The Comfort version comes in three sizes to fit small, medium and large heads and retails for $14.95. A deluxe version called the Fit is made from more durable fabric and has five slits on each loop in order to adjust the length and create a more snug fit. It retails for $17.95.

Nate Barr, owner of Zootility, says the masks that the Portland company is making won’t fog glasses because breath doesn’t escape through the top of the mask. Gregory Rec/Staff Photographer

Whether consumers are willing to pay that price for a face covering remains to be seen, but Zootility started producing 1,000 units per week late last month and plans to scale up weekly production to 5,000 once the transition from East Bayside to Outer Congress is complete.

Beckim said part of the grant is intended for market research.

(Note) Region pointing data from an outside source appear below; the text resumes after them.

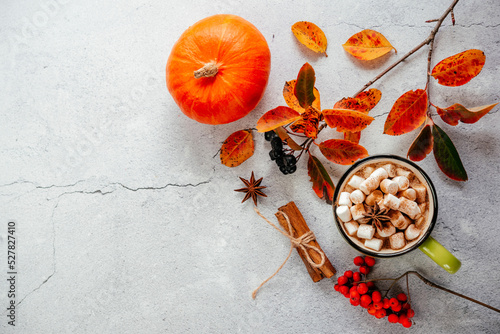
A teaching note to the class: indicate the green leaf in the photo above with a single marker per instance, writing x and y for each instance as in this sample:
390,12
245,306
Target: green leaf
446,155
322,183
304,87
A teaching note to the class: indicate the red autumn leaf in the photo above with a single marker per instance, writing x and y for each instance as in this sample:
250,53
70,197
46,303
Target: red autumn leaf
308,123
452,115
367,45
342,152
304,86
291,100
322,183
311,36
407,113
364,102
422,145
286,137
346,120
459,69
446,155
237,148
276,117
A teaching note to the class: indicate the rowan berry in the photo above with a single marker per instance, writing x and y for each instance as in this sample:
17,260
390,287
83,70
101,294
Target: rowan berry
386,303
393,302
370,261
376,296
364,270
380,313
393,318
365,301
406,323
342,280
358,260
343,289
362,288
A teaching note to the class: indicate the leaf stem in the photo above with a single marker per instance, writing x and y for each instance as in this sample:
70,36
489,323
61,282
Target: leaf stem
429,39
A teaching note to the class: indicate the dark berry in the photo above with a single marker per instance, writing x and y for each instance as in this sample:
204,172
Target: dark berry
370,261
358,260
269,135
277,144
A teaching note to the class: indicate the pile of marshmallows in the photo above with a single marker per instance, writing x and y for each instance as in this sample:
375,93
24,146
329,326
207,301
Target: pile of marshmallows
393,188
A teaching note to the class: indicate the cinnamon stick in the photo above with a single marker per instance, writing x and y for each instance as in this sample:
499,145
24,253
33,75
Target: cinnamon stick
299,228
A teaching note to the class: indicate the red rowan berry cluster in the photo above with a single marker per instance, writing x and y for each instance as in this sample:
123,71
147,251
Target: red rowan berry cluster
366,295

“I think they’ll figure out whether $15 for a mask is the right price point,” he said. “Will people pay a little more for something that’s comfortable and able to use filters? If people don’t, they’ll have to pivot and go with another alternative. But one of the advantages they have is that they control their own manufacturing, so they can make adjustments on the fly.”

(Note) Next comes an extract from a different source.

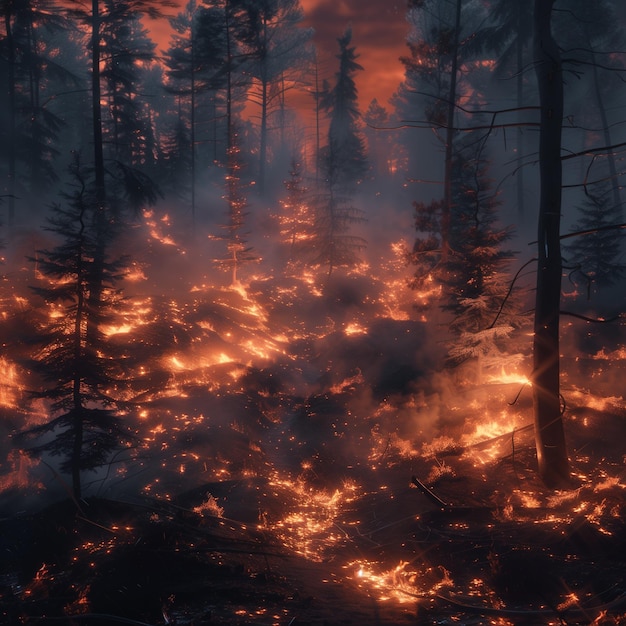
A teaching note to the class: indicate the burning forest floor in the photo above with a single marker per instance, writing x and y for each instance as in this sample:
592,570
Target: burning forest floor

Barr said he’s working on a third design, which he calls Unity, that will have no snaps and will wrap around the head in the fashion of a neck warmer, only lighter and more breathable.

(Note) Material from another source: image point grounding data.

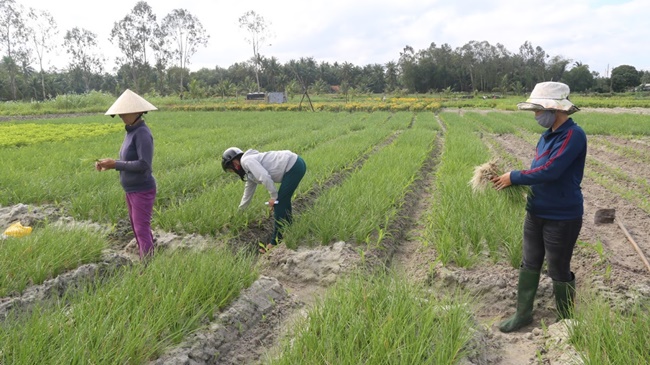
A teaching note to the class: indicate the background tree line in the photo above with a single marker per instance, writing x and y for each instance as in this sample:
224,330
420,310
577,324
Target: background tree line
155,57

“For that outdoors spirit and people who are going to be exerting themselves,” he said, “that style is more comfortable, easier to pull up when you need it, lighter weight, less constrictive and more flexible to move with you.”

Zootility nearly went out of business when the pandemic hit home in March. Barr saw revenue drop 95 percent in one week and was forced to cut a staff of 15 down to four. At that point, he wasn’t sure how long they’d be able to make payroll.

John Bemis places the inner fabric onto a mask while demonstrating how to assemble one of the masks that Zootility is making. Gregory Rec/Staff Photographer

Ever the tinkerer, he designed an antimicrobial gadget made mostly of copper that could fit on a key chain and be used instead of fingers on keypads, elevator buttons and door handles. Zootility has manufactured and shipped 50,000 Careful Keys over the past three months and is moving into a 25 percent larger facility.

All but four of the furloughed employees have returned, and if the masks prove to be a hit, Barr said he can bring back the whole team and perhaps add more staff. He said the pandemic has forced the company to simplify its product line to a few dozen products from what had been 1,200 SKUs (stock keeping units).

Had he tried to make such changes in normal times, he said, there may have been pushback. But when livelihoods are at stake, the calculus changes.

“It’s allowed us to shed a lot of things that we’ve learned over the years are not as profitable for us to be doing,” Barr said. “We’ll take those lessons and go forward, figure out what’s the best version of us. It’s actually been really healthy, which is kind of a strange outcome.”